Laws & Policies
Established by Presidential Proclamation No. 2193 on August 10, 1936 (50 Stat. 1760) as Joshua Tree National Monument. Legislation states that the "lands contain historic and prehistoric structures and have situated thereon various objects of historic and scientific interest…" (50 Stat. 1760). … the legislative history reveals that another major reason for the establishment of the monument was preservation of the natural resources of the Colorado and Mojave Deserts. The natural resource preservation emphasis was so strong that the original name contemplated for the monument was Desert Plants National Park.
In 1984, the monument was set aside as a biosphere reserve by the United Nations Educational, Scientific, and Cultural Organization under its Man and the Biosphere Program.
PL 103-433. 1994. Desert Protection Act. Added 234,000 acres to the unit and changed its status from national monument to national park. Designated an additional 163,000 acres of land as wilderness.

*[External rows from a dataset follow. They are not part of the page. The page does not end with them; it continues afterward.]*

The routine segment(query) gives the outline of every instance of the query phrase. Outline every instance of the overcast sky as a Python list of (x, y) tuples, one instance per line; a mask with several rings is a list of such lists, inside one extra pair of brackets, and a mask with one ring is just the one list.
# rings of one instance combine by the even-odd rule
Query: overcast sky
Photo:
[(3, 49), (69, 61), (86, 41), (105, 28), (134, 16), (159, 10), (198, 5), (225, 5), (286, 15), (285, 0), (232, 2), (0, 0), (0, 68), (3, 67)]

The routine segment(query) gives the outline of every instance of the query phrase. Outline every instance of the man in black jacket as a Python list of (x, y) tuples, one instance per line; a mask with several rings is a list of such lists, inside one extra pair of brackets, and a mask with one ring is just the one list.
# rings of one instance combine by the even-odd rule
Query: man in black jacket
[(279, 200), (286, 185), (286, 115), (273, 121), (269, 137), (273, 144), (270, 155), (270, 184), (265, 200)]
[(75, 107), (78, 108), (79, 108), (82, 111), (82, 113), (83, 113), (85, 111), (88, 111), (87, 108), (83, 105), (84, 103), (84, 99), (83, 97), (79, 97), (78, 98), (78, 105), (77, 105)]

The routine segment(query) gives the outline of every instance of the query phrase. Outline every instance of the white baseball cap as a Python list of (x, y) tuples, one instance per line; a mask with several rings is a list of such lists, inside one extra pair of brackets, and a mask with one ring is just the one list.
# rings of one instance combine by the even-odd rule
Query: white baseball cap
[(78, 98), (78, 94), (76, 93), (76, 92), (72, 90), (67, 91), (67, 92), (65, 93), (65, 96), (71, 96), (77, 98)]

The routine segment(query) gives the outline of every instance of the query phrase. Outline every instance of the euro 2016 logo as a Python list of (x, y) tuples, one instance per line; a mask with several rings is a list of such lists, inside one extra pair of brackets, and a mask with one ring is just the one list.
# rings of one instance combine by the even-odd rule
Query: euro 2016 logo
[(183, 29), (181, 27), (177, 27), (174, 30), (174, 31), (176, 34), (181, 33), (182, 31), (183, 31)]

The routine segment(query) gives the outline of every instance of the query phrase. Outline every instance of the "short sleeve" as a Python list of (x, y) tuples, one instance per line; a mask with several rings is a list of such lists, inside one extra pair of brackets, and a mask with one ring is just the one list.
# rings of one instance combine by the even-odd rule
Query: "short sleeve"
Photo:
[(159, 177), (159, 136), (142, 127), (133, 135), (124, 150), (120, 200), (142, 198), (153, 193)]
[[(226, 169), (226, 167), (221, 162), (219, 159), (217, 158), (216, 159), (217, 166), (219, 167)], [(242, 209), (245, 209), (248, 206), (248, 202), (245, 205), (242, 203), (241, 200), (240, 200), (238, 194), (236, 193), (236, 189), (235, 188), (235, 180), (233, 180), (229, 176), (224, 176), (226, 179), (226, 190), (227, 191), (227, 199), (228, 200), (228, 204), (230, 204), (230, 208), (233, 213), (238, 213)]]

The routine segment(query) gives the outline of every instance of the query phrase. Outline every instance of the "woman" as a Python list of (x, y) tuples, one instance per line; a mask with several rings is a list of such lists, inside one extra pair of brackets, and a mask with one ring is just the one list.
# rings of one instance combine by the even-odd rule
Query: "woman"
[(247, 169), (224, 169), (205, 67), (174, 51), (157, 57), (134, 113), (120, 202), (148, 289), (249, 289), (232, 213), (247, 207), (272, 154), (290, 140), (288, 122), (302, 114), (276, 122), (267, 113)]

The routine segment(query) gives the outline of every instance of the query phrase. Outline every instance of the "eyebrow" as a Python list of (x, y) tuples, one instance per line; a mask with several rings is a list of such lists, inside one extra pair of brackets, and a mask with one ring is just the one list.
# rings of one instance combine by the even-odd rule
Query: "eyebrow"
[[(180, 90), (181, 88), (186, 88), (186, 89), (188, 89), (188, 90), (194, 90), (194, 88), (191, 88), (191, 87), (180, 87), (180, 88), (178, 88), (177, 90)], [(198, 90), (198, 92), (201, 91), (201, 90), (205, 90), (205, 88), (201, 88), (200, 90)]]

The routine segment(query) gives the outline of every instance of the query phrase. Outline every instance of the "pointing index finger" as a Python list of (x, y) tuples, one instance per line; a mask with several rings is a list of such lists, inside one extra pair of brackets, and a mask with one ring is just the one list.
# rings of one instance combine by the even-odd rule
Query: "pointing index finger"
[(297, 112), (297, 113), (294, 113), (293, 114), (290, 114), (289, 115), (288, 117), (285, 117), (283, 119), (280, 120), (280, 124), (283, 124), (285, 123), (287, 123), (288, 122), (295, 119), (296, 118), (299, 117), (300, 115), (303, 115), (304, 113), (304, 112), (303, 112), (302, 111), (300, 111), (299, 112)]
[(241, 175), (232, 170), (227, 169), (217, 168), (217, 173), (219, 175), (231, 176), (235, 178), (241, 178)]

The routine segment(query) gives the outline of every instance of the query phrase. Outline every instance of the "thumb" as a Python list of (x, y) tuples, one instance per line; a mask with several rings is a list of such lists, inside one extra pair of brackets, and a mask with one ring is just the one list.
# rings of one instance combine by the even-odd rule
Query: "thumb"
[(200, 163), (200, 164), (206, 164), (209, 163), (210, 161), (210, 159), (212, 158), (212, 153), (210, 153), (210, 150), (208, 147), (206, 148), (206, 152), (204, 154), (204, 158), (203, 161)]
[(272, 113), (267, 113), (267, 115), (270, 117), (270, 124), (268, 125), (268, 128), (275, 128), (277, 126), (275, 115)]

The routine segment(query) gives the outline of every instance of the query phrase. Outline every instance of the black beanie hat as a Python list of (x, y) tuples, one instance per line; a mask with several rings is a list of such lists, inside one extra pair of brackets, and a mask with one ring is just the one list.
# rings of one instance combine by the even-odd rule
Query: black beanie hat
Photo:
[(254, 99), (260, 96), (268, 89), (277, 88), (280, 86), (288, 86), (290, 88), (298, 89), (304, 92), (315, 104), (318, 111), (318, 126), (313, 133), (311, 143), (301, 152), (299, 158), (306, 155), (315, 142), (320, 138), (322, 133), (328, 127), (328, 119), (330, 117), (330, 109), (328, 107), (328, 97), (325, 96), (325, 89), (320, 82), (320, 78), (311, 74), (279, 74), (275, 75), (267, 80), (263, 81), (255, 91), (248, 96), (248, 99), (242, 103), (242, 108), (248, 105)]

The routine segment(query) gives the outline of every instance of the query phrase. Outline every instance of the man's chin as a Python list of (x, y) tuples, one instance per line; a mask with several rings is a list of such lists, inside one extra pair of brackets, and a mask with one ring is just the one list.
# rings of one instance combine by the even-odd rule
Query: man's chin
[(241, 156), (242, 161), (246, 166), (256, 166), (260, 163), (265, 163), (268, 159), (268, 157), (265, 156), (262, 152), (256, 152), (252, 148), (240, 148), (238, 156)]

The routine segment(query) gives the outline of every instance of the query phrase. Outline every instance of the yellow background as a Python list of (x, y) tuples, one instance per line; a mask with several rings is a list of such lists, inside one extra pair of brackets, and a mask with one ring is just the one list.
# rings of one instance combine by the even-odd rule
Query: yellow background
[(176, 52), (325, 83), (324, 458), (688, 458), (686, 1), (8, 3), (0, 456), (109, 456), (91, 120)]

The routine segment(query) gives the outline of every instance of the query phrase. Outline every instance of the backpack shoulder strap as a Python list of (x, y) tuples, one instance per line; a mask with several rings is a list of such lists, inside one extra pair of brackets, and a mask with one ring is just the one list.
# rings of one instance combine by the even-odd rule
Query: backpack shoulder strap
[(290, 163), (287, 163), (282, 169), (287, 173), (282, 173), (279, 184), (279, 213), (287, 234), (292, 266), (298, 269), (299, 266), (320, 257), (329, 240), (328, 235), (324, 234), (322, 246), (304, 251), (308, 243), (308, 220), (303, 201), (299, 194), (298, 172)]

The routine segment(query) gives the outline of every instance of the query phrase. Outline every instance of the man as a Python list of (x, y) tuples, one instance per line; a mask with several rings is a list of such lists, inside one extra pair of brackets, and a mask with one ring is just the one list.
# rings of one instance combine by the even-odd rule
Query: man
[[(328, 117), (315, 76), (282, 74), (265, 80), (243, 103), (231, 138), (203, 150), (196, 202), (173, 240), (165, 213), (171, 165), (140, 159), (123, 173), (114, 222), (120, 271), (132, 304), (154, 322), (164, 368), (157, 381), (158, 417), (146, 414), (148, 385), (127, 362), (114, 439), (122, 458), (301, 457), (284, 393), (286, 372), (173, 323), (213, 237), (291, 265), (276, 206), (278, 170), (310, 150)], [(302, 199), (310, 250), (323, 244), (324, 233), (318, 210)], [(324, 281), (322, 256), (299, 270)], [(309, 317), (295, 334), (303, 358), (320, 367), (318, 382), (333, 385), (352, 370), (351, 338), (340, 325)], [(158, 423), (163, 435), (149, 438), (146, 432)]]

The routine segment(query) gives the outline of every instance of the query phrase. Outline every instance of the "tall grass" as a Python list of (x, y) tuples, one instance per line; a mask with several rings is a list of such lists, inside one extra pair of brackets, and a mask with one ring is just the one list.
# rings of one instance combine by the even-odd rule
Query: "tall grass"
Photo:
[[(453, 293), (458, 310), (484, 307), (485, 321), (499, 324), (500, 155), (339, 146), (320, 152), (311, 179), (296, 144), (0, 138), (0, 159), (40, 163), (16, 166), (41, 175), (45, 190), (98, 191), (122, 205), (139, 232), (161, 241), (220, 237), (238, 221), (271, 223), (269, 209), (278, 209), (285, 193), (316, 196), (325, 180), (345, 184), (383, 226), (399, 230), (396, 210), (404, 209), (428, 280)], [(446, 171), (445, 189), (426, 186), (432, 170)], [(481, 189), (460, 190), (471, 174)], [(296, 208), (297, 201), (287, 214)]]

The Superintendent's Compendium (2 MB PDF) is a compilation of designations, closures, permit requirements, and other restrictions made by the superintendent, in addition to what is contained in Title 36 of the Code of Federal Regulations (Chapter 1, Parts 1 through 7 and 34), and other applicable federal statutes and regulations.
The Park Special Uses Guideline (5.3 MB PDF) was developed to guide management in the implementation of the special park use program in a manner that preserves the visitor experience while providing for resource protection.
Park management is also guided by National Park Service Management Policies 2006 (2.5 MB PDF).
As of February 22, 2010, federal law allows people who can legally possess firearms under applicable federal, state, and local laws, to legally possess firearms in this park.
It is the responsibility of visitors to understand and comply with all applicable state, local, and federal firearms laws before entering this park. As a starting point, visit the California Attorney General's website.
Federal law also prohibits firearms in certain facilities in this park; those places are marked with signs at all public entrances.